You'll usually use Form 6252 to report installment sale income from casual sales of real or personal property during the tax year. However, special rules might allow for exclusion of income or require reporting on other forms, like Schedule D (Form 1040) or Form 4797.
Each payment that the buyer pays you consists of 3 parts:
Return of your basis
Gain on the sale
For each year that you receive a payment or are treated as receiving a payment, you must include in income both the interest and a portion of the gain.
You must consider a part of each payment you receive as interest — even if the agreement you reached with the buyer didn’t include interest. The interest portion is taxed as ordinary income and isn't subject to any special tax rates..
To learn more about the interest income you must report, see IRS Publication 537: Installment Sales.

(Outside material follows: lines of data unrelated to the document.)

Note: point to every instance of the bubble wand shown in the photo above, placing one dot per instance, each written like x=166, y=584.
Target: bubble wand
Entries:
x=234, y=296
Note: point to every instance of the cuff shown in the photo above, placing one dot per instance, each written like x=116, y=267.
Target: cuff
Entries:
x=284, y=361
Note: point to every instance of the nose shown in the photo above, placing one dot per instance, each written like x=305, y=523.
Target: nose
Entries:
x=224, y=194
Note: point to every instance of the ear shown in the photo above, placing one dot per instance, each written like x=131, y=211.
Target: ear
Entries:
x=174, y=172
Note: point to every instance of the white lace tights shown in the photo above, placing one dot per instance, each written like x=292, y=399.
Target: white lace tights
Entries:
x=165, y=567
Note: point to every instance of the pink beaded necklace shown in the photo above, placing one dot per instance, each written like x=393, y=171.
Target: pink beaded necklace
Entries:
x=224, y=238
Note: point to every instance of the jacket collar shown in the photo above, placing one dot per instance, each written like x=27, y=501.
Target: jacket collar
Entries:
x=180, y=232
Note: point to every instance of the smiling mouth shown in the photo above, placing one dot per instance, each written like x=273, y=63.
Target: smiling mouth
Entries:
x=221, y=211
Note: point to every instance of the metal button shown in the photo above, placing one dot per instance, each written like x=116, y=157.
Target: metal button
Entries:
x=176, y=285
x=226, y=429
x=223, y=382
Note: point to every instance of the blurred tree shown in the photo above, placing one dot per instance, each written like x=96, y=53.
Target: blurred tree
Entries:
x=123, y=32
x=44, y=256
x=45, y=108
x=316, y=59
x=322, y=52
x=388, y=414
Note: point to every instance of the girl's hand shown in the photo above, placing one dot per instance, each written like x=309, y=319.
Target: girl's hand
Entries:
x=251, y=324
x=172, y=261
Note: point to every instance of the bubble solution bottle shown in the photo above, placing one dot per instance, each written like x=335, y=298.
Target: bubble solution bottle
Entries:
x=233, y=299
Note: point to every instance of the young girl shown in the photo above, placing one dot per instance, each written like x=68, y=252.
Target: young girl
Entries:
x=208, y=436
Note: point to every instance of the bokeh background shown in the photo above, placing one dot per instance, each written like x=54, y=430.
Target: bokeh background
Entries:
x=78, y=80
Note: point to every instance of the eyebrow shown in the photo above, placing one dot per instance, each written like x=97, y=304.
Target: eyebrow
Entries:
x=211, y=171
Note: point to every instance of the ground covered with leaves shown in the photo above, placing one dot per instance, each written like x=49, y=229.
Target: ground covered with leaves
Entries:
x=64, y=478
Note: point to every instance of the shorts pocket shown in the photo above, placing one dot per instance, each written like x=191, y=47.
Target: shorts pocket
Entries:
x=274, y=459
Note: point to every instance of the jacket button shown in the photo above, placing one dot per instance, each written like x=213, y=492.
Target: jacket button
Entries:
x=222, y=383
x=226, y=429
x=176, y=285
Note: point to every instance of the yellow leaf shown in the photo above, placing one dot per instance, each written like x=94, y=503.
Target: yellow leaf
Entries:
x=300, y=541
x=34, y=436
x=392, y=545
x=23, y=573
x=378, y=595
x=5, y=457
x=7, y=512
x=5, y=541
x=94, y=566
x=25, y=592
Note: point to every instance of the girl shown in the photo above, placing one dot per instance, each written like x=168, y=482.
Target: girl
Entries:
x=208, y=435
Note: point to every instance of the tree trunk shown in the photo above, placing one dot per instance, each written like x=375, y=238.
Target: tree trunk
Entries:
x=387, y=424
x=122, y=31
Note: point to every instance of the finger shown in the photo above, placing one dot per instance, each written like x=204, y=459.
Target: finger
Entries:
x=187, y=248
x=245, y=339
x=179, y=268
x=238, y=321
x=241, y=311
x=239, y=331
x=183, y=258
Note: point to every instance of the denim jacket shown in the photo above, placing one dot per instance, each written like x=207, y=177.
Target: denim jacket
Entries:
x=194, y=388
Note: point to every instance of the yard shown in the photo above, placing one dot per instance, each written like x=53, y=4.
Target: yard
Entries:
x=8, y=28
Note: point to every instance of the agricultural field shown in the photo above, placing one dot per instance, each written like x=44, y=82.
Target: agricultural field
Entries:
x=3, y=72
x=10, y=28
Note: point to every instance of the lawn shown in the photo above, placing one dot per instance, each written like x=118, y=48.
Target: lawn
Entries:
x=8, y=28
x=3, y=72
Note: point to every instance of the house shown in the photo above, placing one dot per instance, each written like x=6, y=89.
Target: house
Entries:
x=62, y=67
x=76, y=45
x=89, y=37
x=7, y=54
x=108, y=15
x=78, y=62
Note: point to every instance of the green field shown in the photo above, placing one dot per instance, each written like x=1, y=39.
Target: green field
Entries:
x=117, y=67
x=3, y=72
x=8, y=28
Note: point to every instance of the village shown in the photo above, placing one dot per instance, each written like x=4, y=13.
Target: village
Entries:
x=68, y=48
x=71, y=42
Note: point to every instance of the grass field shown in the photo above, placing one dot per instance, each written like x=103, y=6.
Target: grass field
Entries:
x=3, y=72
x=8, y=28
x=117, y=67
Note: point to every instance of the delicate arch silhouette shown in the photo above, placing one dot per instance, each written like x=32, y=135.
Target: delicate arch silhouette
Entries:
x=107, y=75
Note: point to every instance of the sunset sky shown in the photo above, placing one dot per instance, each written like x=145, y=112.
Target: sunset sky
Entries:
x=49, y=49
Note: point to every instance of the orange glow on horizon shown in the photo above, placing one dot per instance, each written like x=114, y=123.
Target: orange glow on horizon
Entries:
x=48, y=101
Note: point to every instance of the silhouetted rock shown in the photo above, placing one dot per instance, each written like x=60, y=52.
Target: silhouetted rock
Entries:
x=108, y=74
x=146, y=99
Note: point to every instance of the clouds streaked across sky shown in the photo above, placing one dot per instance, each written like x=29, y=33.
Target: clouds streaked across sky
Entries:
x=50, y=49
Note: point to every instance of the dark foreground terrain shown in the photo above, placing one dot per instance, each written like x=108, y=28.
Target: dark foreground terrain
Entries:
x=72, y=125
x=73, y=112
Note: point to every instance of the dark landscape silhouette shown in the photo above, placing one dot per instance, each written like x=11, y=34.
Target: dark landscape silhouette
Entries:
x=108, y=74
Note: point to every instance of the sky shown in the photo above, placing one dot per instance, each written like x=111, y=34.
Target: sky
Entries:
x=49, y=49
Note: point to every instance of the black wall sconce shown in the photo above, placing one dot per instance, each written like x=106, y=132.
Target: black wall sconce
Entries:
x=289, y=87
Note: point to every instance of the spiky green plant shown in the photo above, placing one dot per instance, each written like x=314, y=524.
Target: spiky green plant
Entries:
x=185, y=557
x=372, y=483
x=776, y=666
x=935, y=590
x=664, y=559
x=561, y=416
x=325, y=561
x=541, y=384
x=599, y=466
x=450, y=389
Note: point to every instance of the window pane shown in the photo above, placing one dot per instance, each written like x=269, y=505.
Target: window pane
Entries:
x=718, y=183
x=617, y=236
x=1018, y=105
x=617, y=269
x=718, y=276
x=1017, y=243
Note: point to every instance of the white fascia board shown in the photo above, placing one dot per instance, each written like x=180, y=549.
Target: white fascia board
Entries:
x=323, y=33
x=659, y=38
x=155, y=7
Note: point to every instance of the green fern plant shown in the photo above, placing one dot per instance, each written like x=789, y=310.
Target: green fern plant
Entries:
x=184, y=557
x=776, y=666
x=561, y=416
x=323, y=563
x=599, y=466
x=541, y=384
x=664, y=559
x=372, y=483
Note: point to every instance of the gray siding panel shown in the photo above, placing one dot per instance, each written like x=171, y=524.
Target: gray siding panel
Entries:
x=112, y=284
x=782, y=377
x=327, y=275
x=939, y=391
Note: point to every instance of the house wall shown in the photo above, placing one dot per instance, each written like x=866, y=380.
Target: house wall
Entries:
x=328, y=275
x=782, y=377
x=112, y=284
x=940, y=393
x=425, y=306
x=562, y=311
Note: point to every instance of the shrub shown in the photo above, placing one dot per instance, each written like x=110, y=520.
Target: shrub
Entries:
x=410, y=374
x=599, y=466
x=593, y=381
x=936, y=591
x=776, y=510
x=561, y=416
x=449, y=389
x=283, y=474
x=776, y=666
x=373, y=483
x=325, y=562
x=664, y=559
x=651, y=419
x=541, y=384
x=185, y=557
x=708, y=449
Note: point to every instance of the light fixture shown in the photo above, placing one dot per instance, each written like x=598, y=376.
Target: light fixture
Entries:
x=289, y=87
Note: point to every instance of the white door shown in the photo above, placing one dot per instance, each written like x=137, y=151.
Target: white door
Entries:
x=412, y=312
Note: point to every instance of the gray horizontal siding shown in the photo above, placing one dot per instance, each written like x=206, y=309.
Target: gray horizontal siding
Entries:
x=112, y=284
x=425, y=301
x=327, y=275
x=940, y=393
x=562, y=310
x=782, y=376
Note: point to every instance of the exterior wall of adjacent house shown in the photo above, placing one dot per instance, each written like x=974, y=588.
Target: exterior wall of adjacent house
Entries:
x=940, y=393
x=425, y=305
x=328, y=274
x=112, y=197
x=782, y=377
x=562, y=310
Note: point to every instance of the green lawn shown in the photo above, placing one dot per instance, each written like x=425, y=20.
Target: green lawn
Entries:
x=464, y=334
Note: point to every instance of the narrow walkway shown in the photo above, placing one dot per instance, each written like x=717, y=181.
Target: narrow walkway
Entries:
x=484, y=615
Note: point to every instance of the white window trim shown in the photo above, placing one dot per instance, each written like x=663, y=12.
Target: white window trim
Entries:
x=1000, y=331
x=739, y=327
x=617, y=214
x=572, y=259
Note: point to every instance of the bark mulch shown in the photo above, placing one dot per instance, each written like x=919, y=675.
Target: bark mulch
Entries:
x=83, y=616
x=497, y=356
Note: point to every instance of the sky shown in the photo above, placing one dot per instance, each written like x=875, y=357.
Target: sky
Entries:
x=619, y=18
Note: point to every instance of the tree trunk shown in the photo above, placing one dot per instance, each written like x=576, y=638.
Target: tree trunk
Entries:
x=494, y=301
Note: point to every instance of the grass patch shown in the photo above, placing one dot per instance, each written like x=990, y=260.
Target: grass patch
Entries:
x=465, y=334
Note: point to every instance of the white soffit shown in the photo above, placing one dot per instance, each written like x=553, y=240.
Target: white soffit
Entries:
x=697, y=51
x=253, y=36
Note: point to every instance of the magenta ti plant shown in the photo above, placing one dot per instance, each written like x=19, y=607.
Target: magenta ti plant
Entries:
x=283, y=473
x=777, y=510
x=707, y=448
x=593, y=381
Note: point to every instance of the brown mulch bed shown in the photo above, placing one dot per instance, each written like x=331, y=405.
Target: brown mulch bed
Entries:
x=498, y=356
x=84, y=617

Return of Your Basis and Gain on the Sale
After figuring the interest portion of your payment, treat the rest of the payment as made up of these parts:
Tax-free return of your adjusted basis in the property
Your gain referred to as installment sale income on Form 6252
You'll need this information to complete the form:
Selling price - This is the total cost of the property to the buyer, including any selling expenses the buyer paid.
Adjusted basis - This is your adjusted basis in the property, modified by:
Additions or subtractions to basis while you held the property
Selling expenses you paid
Depreciation you recaptured - You could be subject to depreciation recapture when selling certain property that’s eligible for depreciation methods other than straight-line depreciation. You need this amount to calculate the gain from the sale. Your basis in the property is reduced by the amount of depreciation you took in previous years. Any depreciation recapture will be taxed as ordinary income and isn’t eligible for capital gain rates.